Unlike Homelander, SB's opponents are fanatics who know how to fight a war, and who would never entertain the idea of surrender, and so he goes in with the full intent of killing everyone he sees on the enemy team. And it would make sense in context. Homelander was designed to threaten and frighten the odd criminal or terrorist; Soldier Boy was made to kill Nazis and Imperial Japanese troops by the bucketloads, almost like a man-sized atom bomb.

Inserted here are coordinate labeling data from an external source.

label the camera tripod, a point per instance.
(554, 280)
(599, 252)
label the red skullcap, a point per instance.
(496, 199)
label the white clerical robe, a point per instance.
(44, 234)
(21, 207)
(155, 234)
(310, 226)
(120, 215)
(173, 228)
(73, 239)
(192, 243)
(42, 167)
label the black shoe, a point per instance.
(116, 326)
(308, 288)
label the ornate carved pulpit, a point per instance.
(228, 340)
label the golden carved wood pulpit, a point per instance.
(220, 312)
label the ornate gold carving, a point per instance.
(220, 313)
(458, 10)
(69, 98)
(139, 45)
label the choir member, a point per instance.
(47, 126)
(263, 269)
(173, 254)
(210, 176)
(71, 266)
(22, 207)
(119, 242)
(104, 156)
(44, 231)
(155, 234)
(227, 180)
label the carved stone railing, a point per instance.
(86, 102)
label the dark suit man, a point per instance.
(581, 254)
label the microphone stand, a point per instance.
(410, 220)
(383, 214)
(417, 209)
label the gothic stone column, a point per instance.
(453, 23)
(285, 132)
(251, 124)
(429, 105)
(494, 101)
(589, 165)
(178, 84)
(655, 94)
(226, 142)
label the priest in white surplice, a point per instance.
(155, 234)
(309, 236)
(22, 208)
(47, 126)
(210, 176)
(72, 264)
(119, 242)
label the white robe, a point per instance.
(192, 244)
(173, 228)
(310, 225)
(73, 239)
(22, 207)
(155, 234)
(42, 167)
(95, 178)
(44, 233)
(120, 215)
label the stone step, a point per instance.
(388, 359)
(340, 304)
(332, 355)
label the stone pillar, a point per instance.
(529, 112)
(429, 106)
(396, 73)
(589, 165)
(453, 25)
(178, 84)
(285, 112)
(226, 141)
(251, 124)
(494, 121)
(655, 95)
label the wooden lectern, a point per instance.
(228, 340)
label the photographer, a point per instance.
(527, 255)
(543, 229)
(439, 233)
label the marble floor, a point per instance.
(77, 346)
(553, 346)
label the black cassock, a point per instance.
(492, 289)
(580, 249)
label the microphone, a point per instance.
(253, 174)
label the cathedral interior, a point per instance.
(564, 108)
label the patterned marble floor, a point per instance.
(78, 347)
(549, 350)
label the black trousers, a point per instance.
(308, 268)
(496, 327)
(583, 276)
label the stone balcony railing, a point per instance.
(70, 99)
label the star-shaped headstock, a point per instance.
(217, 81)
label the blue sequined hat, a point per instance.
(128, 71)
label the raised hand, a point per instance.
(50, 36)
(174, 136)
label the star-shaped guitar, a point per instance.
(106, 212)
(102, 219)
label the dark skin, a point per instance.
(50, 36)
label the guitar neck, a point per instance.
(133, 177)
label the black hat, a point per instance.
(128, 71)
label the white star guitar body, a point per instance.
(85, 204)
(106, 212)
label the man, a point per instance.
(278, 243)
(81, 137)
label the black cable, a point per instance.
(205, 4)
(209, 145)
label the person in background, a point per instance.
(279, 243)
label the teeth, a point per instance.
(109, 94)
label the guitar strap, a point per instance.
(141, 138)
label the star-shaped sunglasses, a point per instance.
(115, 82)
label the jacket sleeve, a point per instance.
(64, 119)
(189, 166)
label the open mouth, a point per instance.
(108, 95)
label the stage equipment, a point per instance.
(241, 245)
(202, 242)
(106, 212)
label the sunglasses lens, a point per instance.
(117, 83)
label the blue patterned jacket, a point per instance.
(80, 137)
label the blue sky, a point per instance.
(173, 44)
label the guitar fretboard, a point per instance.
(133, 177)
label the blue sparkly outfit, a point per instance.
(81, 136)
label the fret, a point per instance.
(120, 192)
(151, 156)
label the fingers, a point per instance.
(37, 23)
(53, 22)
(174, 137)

Wouldn't that be a better final boss than "LOL rich kid who pissed himself and who's actually weak inside"? The show is too busy making its villains into pathetic weaklings inside that it's sabotaging its villains, and by extension, its heroes. Because if they're losing to such pathetic simps, how good are our heroes to begin with?
 
Last edited:
I have to share this absolutely fucking hilarious page with you guys I stumbled on in an Ennis thread elsewhere.
NAGASAKI AND HIROSHIMA BRO.jpg
damn, dude
it's, like, so brave
the justice league who has saved the world time and time again from threats like these where alien lifeforms take over people and saved them without killing them has no room to judge some literal contract killer whose first instinct was to just shoot them
his actions were truly resolute and justifiable
 
I have to share this absolutely fucking hilarious page with you guys I stumbled on in an Ennis thread elsewhere.
View attachment 8902805
damn, dude
it's, like, so brave
the justice league who has saved the world time and time again from threats like these where alien lifeforms take over people and saved them without killing them has no room to judge some literal contract killer whose first instinct was to just shoot them
his actions were truly resolute and justifiable
Is Garth Ennis just the capeshit version of Karen Traviss? Really?

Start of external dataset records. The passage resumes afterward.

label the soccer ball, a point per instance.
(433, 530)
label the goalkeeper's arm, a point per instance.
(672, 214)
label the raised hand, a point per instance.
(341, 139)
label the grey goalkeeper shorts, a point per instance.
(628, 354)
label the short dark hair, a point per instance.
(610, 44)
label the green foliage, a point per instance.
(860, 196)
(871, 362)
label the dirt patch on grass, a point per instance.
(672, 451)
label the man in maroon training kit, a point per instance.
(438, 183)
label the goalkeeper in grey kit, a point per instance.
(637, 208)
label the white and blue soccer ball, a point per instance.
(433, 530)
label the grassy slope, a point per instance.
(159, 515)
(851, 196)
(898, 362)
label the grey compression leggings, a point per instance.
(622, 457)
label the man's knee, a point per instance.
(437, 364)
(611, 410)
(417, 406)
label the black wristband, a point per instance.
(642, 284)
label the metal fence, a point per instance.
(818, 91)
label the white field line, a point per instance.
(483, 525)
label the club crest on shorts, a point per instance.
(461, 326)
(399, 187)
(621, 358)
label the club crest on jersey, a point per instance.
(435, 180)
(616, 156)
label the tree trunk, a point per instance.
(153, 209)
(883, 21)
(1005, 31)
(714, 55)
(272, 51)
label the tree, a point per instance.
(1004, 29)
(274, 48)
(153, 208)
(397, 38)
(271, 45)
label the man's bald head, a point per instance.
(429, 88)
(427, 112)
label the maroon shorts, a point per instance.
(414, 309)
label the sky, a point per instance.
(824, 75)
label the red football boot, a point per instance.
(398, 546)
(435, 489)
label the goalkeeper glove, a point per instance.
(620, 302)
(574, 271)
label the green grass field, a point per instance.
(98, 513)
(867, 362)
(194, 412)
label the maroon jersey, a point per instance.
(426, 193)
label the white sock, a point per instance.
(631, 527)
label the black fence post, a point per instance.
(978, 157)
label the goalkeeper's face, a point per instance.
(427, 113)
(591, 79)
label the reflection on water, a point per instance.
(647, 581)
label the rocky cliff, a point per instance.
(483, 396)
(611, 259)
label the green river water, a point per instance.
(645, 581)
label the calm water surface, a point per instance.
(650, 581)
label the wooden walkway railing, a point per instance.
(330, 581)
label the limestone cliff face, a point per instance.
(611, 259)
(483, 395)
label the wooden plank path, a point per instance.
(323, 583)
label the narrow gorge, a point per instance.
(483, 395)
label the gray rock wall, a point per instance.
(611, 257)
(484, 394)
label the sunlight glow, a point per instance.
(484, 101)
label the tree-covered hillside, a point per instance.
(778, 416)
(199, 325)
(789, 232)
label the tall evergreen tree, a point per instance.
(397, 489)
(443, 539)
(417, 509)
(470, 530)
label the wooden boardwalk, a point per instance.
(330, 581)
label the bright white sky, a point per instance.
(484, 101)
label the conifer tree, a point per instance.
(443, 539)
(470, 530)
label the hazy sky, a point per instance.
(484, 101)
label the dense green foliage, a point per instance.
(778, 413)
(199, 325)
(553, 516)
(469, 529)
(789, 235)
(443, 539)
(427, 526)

Karen Traviss is a Star Wars author who wrote many books that dealt with the Mandalorians during the Clone Wars and the post-Yuuzhan Vong-era. The problem is, the way she writes the Mandalorians, they're always justified despite the fact that they're just PMCs for the military-industrial complex (the OG Stormtroopers were clones created from the DNA of a Mandalorian officer named Jango Fett). Traviss also excessively demonizes the Jedi Order, either belittling their power as spoon-bending nonsense, or calling them a bad influence on the galaxy, illogical and dishonorable when compared to the oh-so-honorable Mandalorians.

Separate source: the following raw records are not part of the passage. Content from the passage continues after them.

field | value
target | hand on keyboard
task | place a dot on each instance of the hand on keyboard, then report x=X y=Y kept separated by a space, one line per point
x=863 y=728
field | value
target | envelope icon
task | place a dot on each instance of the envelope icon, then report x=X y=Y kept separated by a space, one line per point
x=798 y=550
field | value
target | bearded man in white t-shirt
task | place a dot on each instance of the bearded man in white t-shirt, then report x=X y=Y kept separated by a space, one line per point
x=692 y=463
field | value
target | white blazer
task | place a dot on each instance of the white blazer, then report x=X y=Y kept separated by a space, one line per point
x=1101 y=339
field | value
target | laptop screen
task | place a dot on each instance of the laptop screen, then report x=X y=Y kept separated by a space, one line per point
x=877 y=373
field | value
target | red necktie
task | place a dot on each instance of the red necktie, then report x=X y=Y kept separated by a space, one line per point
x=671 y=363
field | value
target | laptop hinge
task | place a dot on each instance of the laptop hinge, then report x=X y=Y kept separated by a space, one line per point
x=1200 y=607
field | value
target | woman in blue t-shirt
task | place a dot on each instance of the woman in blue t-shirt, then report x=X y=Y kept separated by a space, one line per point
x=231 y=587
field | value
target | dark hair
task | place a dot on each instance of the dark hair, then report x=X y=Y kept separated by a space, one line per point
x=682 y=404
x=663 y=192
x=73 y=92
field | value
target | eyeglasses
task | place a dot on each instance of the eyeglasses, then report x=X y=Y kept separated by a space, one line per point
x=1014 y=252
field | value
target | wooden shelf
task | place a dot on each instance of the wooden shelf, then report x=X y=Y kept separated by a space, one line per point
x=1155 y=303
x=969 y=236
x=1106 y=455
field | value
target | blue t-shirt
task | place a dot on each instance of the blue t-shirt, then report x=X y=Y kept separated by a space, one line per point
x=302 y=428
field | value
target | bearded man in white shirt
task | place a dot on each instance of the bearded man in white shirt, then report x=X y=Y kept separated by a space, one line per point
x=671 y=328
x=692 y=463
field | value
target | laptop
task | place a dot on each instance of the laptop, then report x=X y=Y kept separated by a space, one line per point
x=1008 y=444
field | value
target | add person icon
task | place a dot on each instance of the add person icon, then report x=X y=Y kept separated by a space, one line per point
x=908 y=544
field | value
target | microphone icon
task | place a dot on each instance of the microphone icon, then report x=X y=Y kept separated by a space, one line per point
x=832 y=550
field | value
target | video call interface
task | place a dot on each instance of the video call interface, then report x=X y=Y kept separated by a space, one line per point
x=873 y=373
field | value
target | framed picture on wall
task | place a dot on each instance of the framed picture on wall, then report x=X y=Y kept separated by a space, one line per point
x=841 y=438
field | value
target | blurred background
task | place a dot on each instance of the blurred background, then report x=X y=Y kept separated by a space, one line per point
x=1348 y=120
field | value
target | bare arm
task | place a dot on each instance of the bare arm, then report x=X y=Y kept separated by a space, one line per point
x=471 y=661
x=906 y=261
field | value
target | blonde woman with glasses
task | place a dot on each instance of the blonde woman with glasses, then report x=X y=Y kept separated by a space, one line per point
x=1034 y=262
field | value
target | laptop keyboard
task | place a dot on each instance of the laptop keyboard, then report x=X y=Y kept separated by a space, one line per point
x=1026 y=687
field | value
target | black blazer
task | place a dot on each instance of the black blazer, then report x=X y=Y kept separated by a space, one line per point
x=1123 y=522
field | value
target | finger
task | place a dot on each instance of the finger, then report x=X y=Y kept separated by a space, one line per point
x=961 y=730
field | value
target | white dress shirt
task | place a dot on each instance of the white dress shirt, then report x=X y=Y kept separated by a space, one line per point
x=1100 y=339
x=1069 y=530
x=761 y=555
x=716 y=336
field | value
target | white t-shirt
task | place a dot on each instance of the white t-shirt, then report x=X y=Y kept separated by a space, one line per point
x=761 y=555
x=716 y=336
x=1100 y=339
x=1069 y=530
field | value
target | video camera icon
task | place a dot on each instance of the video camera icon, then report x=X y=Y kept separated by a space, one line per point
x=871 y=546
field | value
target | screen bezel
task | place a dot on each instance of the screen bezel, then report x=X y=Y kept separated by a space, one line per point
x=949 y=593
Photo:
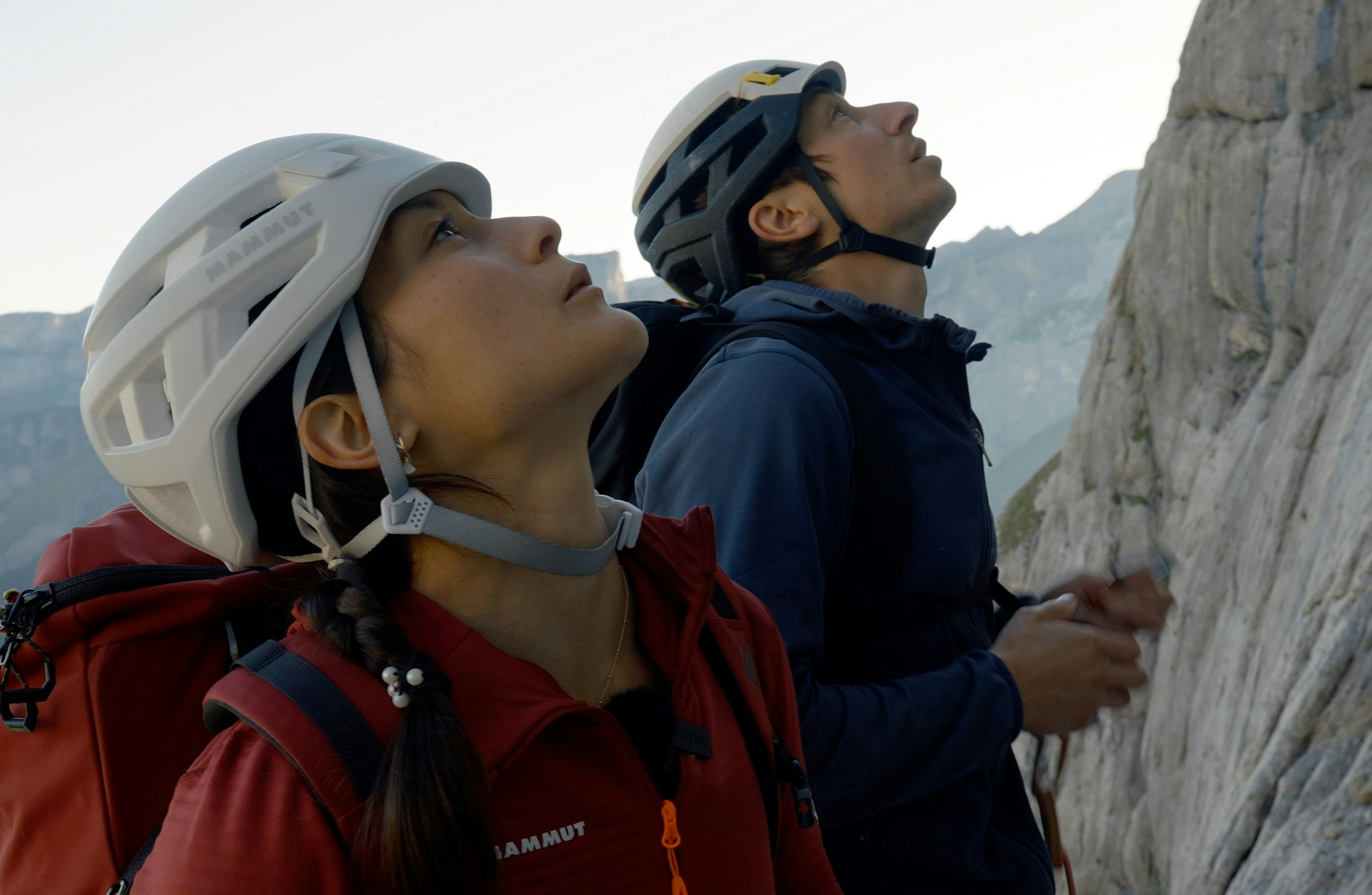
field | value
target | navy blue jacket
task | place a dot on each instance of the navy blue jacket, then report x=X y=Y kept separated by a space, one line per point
x=911 y=764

The problem is, as I stated, the Mandalorians literally sold a clone slave army to Psychic Space Hitler so he could seize control of the galaxy. And in many other parts of the Star Wars history, from the Clone Wars, the Great Galactic Wars, and the Mandalorian Wars, they were either muscle for whatever version of Psychic Space Hitler that was around, or in the case of the Mandalorian Wars, they were openly crusading and burning worlds left and right due to their bloodlust and addiction to war itself. They were either contract killers for the bad guys, or they maraud and kill for the sake of it.

Not to mention that the Jedi Order literally saved the galaxy multiple times, from the Sith, the Mandalorians, the Empire, trade corporations with robot armies, the Rakatans, the Yuuzhan Vong, they even stopped a massive droid rebellion at one point. Remove the Jedi from the story, and the SW galaxy would've gotten fucked in the ass. Even if you remove the times when the Sith came from within their ranks, there were still more than one problem that the Jedi saved the galaxy from.

So basically, you have one group that just kills for the sake of money, or kills because they're part of the military-industrial complex, and another group that has literally saved everyone multiple times, and the author shits on the latter while praising the former.

It's the same situation for that Justice League page from a Garth Ennis comic and Karen Traviss' works in the SW universe.

Looks like the hatred of super-beings is a writing trope that transcends genres.